The systematic review by Jefferson Health is the first study to assess whether this dual approach is generalizable to all obese patients in heart failure.

"The goal of the study was really to see if these two surgeries could improve a patient’s chance of eligibility for heart transplant, which is the best long-term treatment for heart failure," Tchantchaleishvili said.

The study, published last month in the journal Obesity Surgery, examined at two variations of the approach: having both surgeries at the same time or undergoing bariatric surgery first and then having an LVAD inserted about two years later.

The review included eight studies and 58 patients who underwent the dual surgery.
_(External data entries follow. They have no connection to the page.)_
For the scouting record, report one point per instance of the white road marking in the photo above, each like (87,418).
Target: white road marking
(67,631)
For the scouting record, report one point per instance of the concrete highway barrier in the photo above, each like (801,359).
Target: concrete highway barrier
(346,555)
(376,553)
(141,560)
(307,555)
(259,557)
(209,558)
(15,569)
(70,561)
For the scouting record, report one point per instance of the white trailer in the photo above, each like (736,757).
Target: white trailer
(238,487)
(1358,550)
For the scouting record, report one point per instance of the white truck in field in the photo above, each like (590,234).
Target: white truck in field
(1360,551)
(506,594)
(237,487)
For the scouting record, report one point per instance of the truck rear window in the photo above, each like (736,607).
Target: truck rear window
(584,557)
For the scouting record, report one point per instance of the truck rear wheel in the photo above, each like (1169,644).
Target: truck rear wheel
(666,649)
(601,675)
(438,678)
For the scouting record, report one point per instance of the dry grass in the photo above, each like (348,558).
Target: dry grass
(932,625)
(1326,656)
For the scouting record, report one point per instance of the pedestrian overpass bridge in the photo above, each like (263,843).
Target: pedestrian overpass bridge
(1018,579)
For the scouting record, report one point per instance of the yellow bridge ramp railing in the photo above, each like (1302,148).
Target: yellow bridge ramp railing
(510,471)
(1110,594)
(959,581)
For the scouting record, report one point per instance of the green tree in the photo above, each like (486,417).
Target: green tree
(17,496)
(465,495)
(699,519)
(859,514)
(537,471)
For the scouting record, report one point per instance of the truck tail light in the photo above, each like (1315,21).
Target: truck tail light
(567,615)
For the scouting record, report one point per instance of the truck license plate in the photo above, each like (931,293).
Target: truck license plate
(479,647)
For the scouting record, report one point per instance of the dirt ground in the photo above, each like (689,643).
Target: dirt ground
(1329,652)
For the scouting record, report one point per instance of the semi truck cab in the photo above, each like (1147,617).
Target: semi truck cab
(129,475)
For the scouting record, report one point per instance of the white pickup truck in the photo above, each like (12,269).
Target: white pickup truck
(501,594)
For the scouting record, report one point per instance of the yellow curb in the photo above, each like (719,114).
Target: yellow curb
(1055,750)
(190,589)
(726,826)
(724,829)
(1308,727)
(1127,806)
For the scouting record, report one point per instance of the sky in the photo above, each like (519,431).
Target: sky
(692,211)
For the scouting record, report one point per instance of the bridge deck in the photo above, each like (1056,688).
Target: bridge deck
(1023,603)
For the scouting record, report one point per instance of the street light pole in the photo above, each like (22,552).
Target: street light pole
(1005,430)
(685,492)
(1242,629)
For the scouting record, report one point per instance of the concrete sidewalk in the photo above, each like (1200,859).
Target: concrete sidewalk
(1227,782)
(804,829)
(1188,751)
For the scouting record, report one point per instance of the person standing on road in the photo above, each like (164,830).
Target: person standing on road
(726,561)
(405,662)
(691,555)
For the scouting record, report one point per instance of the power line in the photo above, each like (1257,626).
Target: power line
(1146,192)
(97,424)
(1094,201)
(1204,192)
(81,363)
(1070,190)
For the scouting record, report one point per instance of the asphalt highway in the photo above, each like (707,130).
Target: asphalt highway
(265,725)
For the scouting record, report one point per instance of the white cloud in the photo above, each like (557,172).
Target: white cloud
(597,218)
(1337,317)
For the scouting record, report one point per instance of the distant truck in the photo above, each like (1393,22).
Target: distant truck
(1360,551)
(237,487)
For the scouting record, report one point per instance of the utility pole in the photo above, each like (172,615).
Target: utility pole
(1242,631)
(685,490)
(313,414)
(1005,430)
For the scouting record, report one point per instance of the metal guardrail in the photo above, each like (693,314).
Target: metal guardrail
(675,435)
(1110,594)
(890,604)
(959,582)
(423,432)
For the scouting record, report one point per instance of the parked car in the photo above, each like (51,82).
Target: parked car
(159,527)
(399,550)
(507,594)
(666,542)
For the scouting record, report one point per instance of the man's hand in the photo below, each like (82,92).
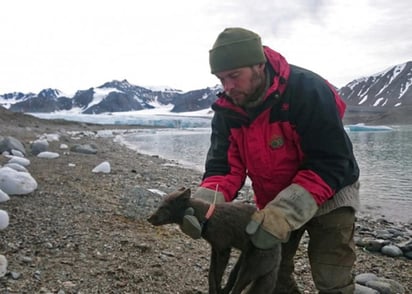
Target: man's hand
(191,225)
(290,210)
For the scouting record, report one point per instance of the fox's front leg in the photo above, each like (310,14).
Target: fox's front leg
(218,263)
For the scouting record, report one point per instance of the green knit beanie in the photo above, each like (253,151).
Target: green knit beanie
(235,48)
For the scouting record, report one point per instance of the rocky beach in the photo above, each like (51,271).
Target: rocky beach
(81,231)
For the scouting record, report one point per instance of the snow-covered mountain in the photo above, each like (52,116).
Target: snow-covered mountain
(114,96)
(385,97)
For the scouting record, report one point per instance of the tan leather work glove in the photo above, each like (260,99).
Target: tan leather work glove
(191,225)
(290,210)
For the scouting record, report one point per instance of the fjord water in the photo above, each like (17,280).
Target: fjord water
(384,157)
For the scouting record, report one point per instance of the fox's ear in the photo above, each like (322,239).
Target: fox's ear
(186,193)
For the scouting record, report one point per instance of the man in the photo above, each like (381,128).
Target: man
(281,125)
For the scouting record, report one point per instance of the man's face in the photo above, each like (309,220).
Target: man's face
(243,83)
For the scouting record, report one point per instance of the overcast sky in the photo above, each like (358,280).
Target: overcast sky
(77,44)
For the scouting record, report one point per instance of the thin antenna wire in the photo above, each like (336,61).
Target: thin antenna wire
(215,197)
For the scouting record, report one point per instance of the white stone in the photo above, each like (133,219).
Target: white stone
(3,196)
(50,137)
(19,160)
(17,153)
(48,154)
(4,219)
(16,183)
(3,265)
(16,167)
(103,167)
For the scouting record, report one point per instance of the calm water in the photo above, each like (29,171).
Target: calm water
(385,160)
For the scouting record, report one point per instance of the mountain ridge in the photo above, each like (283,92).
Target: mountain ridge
(385,97)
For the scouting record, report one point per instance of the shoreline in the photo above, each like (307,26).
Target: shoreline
(85,232)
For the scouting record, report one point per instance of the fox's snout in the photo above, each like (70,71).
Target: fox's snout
(154,220)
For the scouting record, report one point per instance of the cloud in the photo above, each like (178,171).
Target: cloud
(76,44)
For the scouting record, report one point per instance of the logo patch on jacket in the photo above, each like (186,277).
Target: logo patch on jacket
(276,142)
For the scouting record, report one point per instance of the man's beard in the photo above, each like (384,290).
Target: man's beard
(254,95)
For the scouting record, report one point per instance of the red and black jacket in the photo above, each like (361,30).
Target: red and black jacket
(295,136)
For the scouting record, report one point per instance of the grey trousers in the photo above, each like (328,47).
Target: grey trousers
(331,253)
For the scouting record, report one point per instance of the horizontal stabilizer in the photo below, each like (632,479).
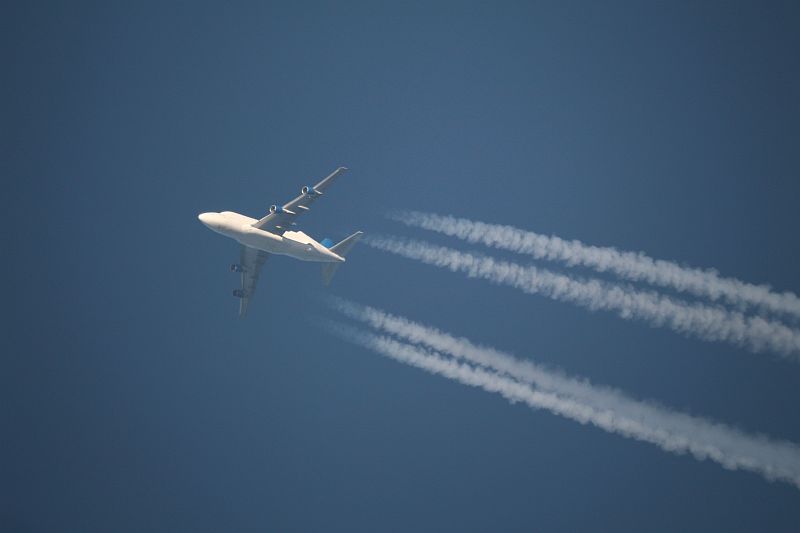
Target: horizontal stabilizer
(341,248)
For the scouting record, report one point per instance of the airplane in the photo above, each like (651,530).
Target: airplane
(270,235)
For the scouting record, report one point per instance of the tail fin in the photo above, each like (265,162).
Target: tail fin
(341,248)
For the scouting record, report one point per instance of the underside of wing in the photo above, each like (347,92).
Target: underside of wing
(250,263)
(281,218)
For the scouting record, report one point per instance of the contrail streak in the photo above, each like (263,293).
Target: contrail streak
(701,321)
(634,266)
(604,408)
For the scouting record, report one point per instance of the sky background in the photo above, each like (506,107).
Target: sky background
(133,397)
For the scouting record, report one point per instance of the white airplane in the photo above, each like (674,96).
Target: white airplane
(270,235)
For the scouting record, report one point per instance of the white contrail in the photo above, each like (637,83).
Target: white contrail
(702,321)
(672,432)
(634,266)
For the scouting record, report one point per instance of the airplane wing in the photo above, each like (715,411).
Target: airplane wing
(251,261)
(281,219)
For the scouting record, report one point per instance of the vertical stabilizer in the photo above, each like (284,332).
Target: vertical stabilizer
(341,248)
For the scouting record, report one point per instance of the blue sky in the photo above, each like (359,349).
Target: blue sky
(133,396)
Twenty-two of the patients had the surgeries simultaneously, 37 at differing times.

Within about a year of both surgeries being completed, 66% of the patients were able to meet the eligibility requirements for a heart transplant, including 33% who already had been received a transplant before the end of the study period. 

The timing of the two surgeries didn't appear to make a difference.

"Many people don't realize that heart failure can be a multi-year disease," added co-author Dr. Todd Massey, the surgical director of Jeff's heart transplant program. "Our results show that we can improve a patient's chances of successfully being put on a transplant list by pairing these surgeries."

Patient selection criteria for a heart transplant includes advanced heart failure with symptoms that affect quality of life and lead to an overall poor prognosis without the transplant. 

Smoking, cancer, older age and systematic diseases or infections also can prevent a patient from meeting eligibility criteria.